By a seemingly fortuitous coincidence, Kimura soiled a book in the bookstore that had been shelved and reluctantly bought it home: Masanobu Fukuoka's Natural Farming Law. It was this book that he later turned over and over sowed in his heart the belief in cultivating apples without pesticides.
To some extent, Masanobu Fukuoka is the inheritor and practitioner of Lao Tzu's idea of "natural inaction, absolute abandonment of wisdom". As an agronomist and thinker, he chose to use "agriculture as inaction" to prove that human wisdom and action are futile. In other words, he wants to prove that inaction agriculture is better than modern agriculture.
It took him nearly forty years to perfect the "natural farming method" he advocated, using this method to carry out "rotational sowing of rice and wheat", and the harvest he obtained was comparable to that of modern agriculture (using fertilizers and pesticides).

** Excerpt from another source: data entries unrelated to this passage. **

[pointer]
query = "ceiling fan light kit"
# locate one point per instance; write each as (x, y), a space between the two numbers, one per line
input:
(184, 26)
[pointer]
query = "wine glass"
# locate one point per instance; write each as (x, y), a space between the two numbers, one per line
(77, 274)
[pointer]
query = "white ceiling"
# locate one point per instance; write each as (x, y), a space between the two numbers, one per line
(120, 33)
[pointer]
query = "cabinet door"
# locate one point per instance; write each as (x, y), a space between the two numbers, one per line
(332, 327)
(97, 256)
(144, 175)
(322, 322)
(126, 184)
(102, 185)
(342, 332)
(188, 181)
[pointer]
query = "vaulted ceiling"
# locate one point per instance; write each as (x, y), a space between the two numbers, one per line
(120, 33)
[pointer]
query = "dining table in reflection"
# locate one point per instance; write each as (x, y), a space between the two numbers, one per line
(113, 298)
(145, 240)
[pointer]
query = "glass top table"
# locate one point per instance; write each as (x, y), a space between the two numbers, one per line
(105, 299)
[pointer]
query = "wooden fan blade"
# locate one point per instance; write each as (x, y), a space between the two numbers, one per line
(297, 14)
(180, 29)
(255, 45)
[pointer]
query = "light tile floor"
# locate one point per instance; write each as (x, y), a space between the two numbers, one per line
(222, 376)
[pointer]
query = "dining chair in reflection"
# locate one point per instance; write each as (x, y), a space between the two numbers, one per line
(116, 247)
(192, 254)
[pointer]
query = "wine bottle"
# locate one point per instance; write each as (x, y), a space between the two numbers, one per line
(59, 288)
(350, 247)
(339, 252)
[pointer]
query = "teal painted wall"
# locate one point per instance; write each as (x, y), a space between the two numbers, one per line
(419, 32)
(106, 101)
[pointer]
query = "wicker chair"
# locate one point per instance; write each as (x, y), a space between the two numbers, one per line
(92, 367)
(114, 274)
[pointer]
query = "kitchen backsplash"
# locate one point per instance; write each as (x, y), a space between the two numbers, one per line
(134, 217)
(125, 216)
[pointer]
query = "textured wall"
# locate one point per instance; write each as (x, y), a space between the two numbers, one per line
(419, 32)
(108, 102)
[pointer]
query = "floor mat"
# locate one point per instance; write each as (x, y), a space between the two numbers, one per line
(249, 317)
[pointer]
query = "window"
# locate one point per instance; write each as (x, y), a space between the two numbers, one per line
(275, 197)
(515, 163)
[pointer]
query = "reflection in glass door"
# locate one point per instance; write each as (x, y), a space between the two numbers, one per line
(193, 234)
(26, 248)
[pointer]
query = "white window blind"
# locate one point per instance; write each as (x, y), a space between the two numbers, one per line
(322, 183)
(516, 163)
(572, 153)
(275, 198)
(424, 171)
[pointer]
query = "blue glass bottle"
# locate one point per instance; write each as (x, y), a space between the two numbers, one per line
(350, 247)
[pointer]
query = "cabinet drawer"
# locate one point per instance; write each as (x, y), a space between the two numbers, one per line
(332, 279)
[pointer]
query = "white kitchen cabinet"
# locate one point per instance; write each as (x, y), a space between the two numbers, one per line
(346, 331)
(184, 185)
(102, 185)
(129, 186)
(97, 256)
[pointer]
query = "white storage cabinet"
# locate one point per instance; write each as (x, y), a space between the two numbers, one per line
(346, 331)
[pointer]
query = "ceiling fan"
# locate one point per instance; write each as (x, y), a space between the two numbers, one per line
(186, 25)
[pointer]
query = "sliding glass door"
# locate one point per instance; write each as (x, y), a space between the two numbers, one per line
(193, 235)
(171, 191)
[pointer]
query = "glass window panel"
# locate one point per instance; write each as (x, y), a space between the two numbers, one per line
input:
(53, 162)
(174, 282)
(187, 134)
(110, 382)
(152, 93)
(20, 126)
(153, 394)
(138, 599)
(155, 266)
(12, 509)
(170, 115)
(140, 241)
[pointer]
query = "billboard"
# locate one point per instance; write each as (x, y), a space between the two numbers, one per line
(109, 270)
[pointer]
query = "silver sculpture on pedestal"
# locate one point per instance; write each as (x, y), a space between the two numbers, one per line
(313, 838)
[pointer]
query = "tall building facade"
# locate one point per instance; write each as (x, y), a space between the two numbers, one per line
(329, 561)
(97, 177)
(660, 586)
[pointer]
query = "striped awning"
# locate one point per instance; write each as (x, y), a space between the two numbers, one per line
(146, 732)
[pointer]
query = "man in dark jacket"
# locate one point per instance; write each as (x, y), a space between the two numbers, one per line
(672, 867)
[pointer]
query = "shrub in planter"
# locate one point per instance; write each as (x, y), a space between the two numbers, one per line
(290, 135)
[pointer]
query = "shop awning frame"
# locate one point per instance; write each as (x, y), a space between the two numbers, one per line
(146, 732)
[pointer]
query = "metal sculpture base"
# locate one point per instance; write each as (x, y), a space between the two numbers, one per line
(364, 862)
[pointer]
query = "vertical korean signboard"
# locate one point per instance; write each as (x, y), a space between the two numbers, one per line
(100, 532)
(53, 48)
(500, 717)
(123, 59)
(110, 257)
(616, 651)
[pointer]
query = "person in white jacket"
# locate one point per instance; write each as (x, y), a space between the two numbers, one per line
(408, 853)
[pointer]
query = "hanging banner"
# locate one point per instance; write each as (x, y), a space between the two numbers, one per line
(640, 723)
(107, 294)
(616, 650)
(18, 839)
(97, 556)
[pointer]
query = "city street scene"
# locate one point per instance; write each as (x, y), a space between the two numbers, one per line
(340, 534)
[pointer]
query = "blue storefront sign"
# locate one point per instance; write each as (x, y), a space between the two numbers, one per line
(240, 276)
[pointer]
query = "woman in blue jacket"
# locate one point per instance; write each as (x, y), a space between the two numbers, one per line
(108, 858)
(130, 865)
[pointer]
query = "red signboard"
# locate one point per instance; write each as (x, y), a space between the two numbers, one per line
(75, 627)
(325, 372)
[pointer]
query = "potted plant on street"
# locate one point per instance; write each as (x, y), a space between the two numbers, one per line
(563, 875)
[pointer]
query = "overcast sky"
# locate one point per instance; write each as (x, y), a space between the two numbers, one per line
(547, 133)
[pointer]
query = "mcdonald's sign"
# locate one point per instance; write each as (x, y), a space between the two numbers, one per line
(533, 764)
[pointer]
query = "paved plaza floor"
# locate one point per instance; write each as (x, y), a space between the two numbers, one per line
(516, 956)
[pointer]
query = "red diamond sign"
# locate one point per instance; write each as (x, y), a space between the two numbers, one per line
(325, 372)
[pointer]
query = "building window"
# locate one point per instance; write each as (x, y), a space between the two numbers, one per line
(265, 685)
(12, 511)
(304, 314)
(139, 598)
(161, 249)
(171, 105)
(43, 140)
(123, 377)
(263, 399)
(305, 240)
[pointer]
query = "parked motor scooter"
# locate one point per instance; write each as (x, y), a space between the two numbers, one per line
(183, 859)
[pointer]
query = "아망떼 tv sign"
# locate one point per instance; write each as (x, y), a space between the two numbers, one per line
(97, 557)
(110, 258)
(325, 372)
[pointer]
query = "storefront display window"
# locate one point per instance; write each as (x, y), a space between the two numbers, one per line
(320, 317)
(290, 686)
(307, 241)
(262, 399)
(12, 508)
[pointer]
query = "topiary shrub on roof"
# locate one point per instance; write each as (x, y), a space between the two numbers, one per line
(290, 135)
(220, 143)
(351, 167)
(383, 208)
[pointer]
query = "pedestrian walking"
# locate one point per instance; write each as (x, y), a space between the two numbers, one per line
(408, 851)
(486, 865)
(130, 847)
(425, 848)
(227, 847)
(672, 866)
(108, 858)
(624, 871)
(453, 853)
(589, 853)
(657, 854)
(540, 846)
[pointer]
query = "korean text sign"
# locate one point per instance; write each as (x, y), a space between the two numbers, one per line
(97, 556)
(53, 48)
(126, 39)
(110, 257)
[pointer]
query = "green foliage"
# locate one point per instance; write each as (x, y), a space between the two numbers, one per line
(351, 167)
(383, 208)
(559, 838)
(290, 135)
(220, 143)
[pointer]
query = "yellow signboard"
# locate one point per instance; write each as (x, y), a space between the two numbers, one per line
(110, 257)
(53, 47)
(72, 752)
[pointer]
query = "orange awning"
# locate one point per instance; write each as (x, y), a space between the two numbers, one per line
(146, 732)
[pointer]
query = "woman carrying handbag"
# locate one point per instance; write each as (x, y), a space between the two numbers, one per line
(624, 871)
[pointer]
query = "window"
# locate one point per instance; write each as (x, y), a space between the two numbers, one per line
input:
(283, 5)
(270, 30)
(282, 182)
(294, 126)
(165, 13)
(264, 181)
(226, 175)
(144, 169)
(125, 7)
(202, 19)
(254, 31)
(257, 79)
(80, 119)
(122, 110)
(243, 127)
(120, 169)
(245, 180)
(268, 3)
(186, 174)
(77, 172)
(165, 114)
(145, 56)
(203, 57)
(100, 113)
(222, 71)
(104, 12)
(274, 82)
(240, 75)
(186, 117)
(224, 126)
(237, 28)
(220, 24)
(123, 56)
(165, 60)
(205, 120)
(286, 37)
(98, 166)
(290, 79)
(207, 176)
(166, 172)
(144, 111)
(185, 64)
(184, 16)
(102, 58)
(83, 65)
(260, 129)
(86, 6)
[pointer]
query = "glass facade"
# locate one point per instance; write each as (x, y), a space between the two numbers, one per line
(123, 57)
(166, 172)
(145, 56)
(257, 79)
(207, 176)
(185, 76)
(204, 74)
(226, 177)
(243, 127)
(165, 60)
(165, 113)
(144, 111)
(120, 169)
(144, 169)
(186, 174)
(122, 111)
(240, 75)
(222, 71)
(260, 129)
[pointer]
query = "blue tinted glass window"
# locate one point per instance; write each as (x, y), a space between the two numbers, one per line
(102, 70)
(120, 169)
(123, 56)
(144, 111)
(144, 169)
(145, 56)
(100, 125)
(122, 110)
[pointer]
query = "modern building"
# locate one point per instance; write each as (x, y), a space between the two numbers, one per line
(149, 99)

Fukuoka's dream came true, which brightened Kimura's dream of cultivating apples without pesticides, and this dream changed his life. Kimura must not have been the only one who had read Fukuoka's book, but he was the only one who chose to believe it. Belief is an ability, belief has the power to make dreams come true, as Kimura said, "Crazy for one thing, one day you can find the answer from it", as evidenced by every major invention in human history.
In comparison, the difficulty of cultivating apples without pesticides is higher than that of other crops and fruit trees, and Fukuoka's "non-agricultural" experiment range is crops such as rice and wheat, and his orangery uses chicken manure and compost and less dangerous traditional medicines, and does not achieve true pesticide-free fertilizers. Until now, most growers are still convinced that it is impossible to grow apples without pesticides, and Kimura will undoubtedly go further and harder on the basis of Fukuoka.
Is it possible to cultivate apples without pesticides? Kimura spent eight years giving a positive answer, an answer that is even more meaningful than the cultivation technique itself. A little starlight that was once faint finally illuminated the dark night sky, presumably lighting up more and bigger dreams.
"When Happiness Knocks" has a classic line: If you have a dream, defend it. People who can't do it on their own will tell you that you can't. If you want it, go get it and experience it.
Some people are crazy, very strange, always deviant, doing something that others do not understand and dare not do, but they can enjoy it; others are always very stable, very reliable, doing things that are very positive and tall, but they dare not do themselves, and they cannot get out of the circle drawn by society and their parents all their lives.